European Commission, Joint Research Centre (JRC), Seville, Spain.
Institute for Complex Systems, CNR, Rome, Italy.
PLoS One. 2020 Apr 30;15(4):e0230107. doi: 10.1371/journal.pone.0230107. eCollection 2020.
Predicting innovation is a peculiar problem in data science. Following its definition, an innovation is always a never-seen-before event, leaving no room for traditional supervised learning approaches. Here we propose a strategy to address the problem in the context of innovative patents, by defining innovations as never-seen-before associations of technologies and exploiting self-supervised learning techniques. We think of technological codes present in patents as a vocabulary and the whole technological corpus as written in a specific, evolving language. We leverage such structure with techniques borrowed from Natural Language Processing by embedding technologies in a high dimensional euclidean space where relative positions are representative of learned semantics. Proximity in this space is an effective predictor of specific innovation events, that outperforms a wide range of standard link-prediction metrics. The success of patented innovations follows a complex dynamics characterized by different patterns which we analyze in details with specific examples. The methods proposed in this paper provide a completely new way of understanding and forecasting innovation, by tackling it from a revealing perspective and opening interesting scenarios for a number of applications and further analytic approaches.

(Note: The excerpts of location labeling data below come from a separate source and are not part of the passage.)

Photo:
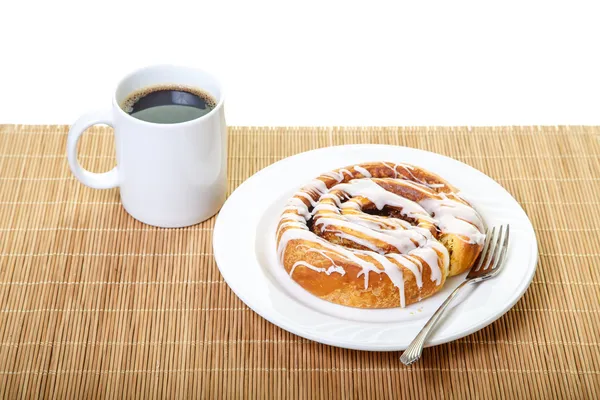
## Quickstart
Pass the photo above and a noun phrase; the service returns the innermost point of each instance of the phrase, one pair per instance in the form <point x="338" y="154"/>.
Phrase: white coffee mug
<point x="169" y="175"/>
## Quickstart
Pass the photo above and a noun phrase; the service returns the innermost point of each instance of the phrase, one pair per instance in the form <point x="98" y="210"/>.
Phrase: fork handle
<point x="415" y="348"/>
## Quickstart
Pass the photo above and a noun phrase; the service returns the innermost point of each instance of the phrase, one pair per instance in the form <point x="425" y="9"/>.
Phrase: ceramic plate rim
<point x="270" y="316"/>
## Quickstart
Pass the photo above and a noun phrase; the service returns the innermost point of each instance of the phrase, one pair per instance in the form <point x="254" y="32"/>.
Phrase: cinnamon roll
<point x="377" y="235"/>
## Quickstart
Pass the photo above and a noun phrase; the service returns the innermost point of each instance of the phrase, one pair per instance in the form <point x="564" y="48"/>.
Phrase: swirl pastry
<point x="377" y="235"/>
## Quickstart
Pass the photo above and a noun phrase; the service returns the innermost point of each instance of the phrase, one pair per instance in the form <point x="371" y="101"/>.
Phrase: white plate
<point x="245" y="250"/>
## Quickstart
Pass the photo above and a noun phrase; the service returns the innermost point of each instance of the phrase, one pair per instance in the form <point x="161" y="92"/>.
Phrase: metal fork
<point x="488" y="266"/>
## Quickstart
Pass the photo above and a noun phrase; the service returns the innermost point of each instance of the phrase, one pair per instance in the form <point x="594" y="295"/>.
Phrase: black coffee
<point x="168" y="104"/>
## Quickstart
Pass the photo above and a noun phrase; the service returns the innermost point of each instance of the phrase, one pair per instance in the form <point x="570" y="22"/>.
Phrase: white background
<point x="313" y="62"/>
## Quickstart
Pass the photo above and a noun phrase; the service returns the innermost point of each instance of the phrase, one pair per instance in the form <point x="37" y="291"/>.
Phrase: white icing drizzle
<point x="415" y="245"/>
<point x="307" y="197"/>
<point x="327" y="271"/>
<point x="456" y="217"/>
<point x="381" y="197"/>
<point x="362" y="171"/>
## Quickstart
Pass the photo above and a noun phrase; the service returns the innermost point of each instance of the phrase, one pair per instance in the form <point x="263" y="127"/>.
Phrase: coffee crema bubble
<point x="168" y="104"/>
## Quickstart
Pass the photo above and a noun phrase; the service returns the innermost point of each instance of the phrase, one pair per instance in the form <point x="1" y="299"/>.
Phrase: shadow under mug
<point x="169" y="175"/>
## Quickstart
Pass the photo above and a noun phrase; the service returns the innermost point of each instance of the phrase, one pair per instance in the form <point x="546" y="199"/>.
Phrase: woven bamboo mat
<point x="93" y="302"/>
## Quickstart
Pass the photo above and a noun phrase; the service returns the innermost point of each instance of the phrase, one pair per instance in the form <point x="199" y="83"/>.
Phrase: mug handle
<point x="106" y="180"/>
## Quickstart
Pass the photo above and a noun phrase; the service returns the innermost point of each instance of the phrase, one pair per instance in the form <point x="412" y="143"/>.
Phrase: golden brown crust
<point x="367" y="248"/>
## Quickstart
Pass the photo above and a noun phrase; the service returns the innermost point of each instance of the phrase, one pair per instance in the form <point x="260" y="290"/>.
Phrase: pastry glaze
<point x="377" y="235"/>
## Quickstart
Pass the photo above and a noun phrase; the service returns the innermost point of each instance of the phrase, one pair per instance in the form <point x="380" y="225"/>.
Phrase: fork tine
<point x="486" y="245"/>
<point x="495" y="253"/>
<point x="491" y="255"/>
<point x="502" y="256"/>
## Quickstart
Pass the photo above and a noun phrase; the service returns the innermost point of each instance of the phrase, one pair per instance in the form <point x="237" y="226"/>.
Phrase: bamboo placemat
<point x="95" y="303"/>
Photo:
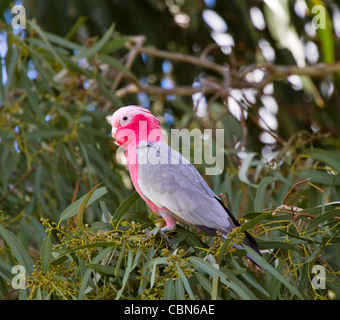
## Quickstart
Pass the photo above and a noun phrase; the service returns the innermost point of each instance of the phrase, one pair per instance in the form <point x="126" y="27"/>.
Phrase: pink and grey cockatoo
<point x="168" y="182"/>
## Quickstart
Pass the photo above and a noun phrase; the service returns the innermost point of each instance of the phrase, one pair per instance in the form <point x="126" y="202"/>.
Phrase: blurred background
<point x="267" y="72"/>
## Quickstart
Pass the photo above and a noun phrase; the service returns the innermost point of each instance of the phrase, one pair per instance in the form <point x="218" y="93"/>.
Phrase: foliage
<point x="55" y="148"/>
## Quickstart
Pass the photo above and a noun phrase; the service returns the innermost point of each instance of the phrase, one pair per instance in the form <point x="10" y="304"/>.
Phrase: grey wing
<point x="170" y="181"/>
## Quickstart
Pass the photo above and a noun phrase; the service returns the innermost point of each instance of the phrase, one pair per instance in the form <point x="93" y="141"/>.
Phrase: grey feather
<point x="172" y="182"/>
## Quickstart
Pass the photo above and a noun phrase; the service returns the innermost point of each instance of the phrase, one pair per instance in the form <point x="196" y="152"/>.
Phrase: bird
<point x="170" y="185"/>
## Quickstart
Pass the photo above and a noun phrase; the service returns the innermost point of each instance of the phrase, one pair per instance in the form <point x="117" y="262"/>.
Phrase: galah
<point x="168" y="182"/>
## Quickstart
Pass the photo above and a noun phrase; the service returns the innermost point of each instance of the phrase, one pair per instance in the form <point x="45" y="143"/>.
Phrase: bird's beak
<point x="114" y="130"/>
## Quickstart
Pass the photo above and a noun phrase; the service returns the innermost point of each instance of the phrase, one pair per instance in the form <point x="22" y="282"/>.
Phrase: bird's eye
<point x="125" y="119"/>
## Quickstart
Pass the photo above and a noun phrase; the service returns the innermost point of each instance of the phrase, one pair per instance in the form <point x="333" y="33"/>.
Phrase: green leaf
<point x="169" y="290"/>
<point x="262" y="262"/>
<point x="45" y="253"/>
<point x="88" y="271"/>
<point x="72" y="209"/>
<point x="179" y="288"/>
<point x="246" y="163"/>
<point x="82" y="207"/>
<point x="322" y="218"/>
<point x="253" y="222"/>
<point x="185" y="282"/>
<point x="330" y="158"/>
<point x="123" y="208"/>
<point x="126" y="275"/>
<point x="213" y="272"/>
<point x="17" y="248"/>
<point x="115" y="64"/>
<point x="259" y="199"/>
<point x="88" y="53"/>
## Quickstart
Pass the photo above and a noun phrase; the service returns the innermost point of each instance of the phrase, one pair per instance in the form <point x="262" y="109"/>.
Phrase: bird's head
<point x="133" y="124"/>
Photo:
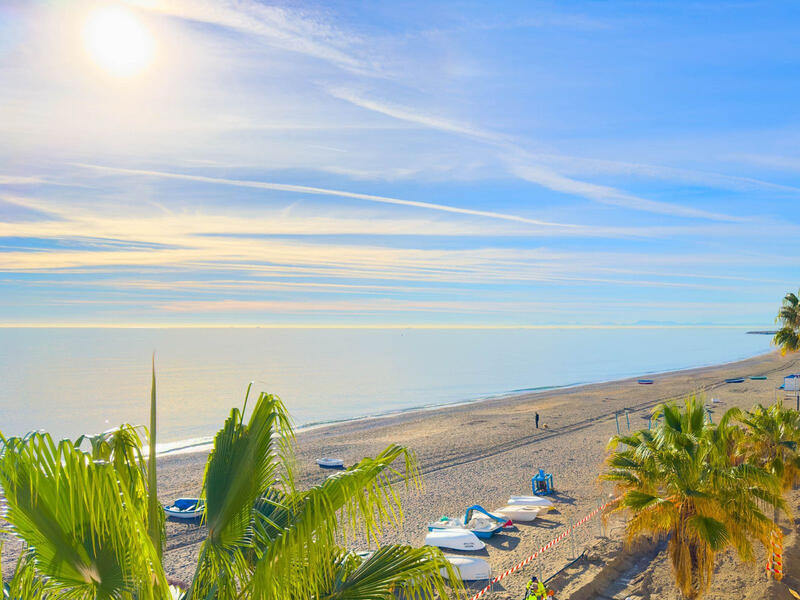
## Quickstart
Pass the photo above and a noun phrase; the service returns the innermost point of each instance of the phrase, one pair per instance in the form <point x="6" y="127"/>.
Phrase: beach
<point x="481" y="453"/>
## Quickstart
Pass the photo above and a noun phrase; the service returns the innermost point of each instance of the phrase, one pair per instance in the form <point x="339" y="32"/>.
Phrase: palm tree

预测创新是数据科学中的一个特殊问题。根据其定义,创新总是一个前所未有的事件,没有传统监督学习方法的空间。在这里,我们提出了一种在创新专利背景下解决该问题的策略,通过将创新定义为技术的前所未有的关联,并利用自监督学习技术。我们将专利中存在的技术代码视为词汇,将整个技术语料库视为用特定的、不断发展的语言书写的。我们通过将技术嵌入到高维欧几里得空间中来利用这些结构,在这个空间中,相对位置代表学习到的语义。在这个空间中的接近度是特定创新事件的有效预测指标,优于广泛的标准链接预测指标。专利创新的成功遵循一种复杂的动态,其特征是具有不同的模式,我们通过具体示例详细分析了这些模式。本文提出的方法通过从一个有启发性的角度处理创新问题,并为许多应用程序和进一步的分析方法开辟了有趣的场景,为理解和预测创新提供了一种全新的方式。